Ребёнок обязан жить с матерью. Повесть - Марина Арсенова 3 стр.


«Нашла родителей, да?»  спросила вожатая. Я к тому времени обошла пару раз наш автобус, побродила по площади, а Гумера и Юли нигде не было. «Да-да,  заверила я её, потому что было отчего-то неловко, что меня забыли забрать.  Они просто уже за углом ждут».

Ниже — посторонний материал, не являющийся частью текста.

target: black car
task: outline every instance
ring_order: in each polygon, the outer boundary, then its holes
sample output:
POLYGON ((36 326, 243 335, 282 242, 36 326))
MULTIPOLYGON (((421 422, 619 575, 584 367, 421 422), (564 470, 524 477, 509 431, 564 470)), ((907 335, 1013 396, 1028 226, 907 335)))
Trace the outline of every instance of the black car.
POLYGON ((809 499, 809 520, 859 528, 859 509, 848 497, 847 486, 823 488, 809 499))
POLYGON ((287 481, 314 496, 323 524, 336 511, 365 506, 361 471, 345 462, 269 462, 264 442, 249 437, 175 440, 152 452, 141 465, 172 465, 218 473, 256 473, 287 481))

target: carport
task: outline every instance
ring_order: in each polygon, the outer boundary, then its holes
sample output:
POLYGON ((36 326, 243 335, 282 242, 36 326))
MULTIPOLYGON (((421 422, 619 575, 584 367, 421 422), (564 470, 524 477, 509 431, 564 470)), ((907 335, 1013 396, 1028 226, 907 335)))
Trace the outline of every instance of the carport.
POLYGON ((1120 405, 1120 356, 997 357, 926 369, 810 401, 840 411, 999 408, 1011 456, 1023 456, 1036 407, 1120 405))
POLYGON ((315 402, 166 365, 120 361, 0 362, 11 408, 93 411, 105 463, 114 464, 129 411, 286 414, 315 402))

Я подхватила чемодан и бодро пошла за угол, а там остановилась и перевела дух. Как добраться до Борщаговки? Это противоположный конец города. А! Вот так: автобус доедет до моего дома, а дальше я сяду в трамвай и поеду как будто в школу  и потом пересяду на другой трамвай. Я, вроде бы, в тот раз запомнила дорогу к Гумеру. Как оплачивать проезд? Ох, тут проблема. Денег нет, а на «ребёнка до семи лет», которому полагается безбилетный проезд, я не похожа. Я в свои одиннадцать выглядела на все пятнадцать, кондукторы меня не пропускали. Подруга Юля  на год взрослее  проходила бесплатно в метро, а я  нет!

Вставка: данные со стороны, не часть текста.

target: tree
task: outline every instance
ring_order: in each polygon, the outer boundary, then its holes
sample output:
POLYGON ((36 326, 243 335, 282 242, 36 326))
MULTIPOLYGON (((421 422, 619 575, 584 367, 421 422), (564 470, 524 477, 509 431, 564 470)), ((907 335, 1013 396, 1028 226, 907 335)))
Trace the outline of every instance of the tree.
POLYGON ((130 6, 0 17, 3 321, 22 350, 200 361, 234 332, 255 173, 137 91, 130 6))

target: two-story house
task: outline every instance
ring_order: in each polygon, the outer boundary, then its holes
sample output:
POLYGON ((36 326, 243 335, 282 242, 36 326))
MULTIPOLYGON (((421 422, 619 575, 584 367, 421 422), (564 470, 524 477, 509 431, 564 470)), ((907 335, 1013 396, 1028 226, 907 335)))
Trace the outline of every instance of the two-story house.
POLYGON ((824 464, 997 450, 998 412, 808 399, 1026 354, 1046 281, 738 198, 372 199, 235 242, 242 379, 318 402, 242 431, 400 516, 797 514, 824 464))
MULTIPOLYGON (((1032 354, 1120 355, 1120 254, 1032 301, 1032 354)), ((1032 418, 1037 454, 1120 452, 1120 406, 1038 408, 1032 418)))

Я заплакала и поплелась обратно по растрескавшемуся асфальту. Выглянула из-за угла: все разошлись, наш автобус тоже как раз разворачивался, чтобы уехать. Стало ещё тоскливее. «Ну, зато я правильно поступила, что не заказывала фотографии,  вдруг подумала я с облегчением.  А то пришлось бы теперь оправдываться».

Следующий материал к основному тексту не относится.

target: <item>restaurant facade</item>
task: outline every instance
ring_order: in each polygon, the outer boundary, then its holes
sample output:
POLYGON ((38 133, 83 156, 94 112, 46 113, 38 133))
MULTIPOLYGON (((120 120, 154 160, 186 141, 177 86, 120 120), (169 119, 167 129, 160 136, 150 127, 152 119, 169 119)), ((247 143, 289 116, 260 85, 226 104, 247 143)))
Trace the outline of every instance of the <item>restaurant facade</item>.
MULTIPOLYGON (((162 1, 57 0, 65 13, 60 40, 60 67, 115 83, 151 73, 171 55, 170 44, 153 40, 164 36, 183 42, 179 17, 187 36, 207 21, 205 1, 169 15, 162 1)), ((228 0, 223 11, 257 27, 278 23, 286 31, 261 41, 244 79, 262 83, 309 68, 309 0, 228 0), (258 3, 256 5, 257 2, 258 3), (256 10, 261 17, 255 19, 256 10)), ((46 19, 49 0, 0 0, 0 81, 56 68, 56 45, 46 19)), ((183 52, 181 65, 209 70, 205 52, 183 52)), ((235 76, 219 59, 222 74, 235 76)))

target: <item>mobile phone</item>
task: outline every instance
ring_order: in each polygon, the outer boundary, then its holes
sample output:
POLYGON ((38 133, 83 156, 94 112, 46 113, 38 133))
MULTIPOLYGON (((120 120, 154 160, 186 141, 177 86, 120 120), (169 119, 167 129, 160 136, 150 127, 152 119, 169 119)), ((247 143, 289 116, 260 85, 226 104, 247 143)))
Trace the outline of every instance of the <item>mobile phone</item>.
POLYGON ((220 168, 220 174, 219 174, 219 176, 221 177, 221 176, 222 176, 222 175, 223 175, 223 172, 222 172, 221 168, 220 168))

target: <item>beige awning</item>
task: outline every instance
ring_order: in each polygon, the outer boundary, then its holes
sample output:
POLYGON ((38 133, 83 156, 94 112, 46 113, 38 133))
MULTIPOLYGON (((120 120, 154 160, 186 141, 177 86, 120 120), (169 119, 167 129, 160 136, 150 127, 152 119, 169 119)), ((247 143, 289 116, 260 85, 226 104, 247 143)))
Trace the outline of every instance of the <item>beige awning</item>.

Вытерла слёзы, добрела до остановки. Вскоре пришёл мой автобус. Ко мне обратилась кондуктор  я рассказала ей, что случилось, и она добродушно разрешила ехать без билета.

На своей остановке я, подхватив чемодан, вышла. На всякий случай сходила к дому, подёргала ручку двери и позвонила в звонок. На что я надеялась? Вернулась на остановку, стала ждать трамвая. А когда села в него и начала снова говорить кондуктору, что меня забыли встретить, и денег с собой нет, не смогла сдержаться  разрыдалась. Кондуктор вошла в положение, а я встала лицом к окну и всю дорогу всхлипывала.

Я доехала до остановки у своей школы. Темнело. Я прошлась по знакомым центральным улицам, думая о том, что к одноклассницам, которые живут неподалёку, никак нельзя: стыдно же, что у меня так вышло. Да они наверняка не в городе.

В сумерках я дождалась трамвая, уже почти спокойно рассказала очередному кондуктору о своих обстоятельствах. Я устала, и ещё ужасно хотелось есть. Трамвай шёл долго, а когда я вышла, не сразу поняла, как дойти до Гумера. Помню, мы с матерью шли от остановки, вроде бы, буквой «Г». Так, направо, а вот похожий длинный дом  хм, нет, не он, тут пустырь и гаражи. Надо вернуться. Теперь пойду буквой «Г», но налево.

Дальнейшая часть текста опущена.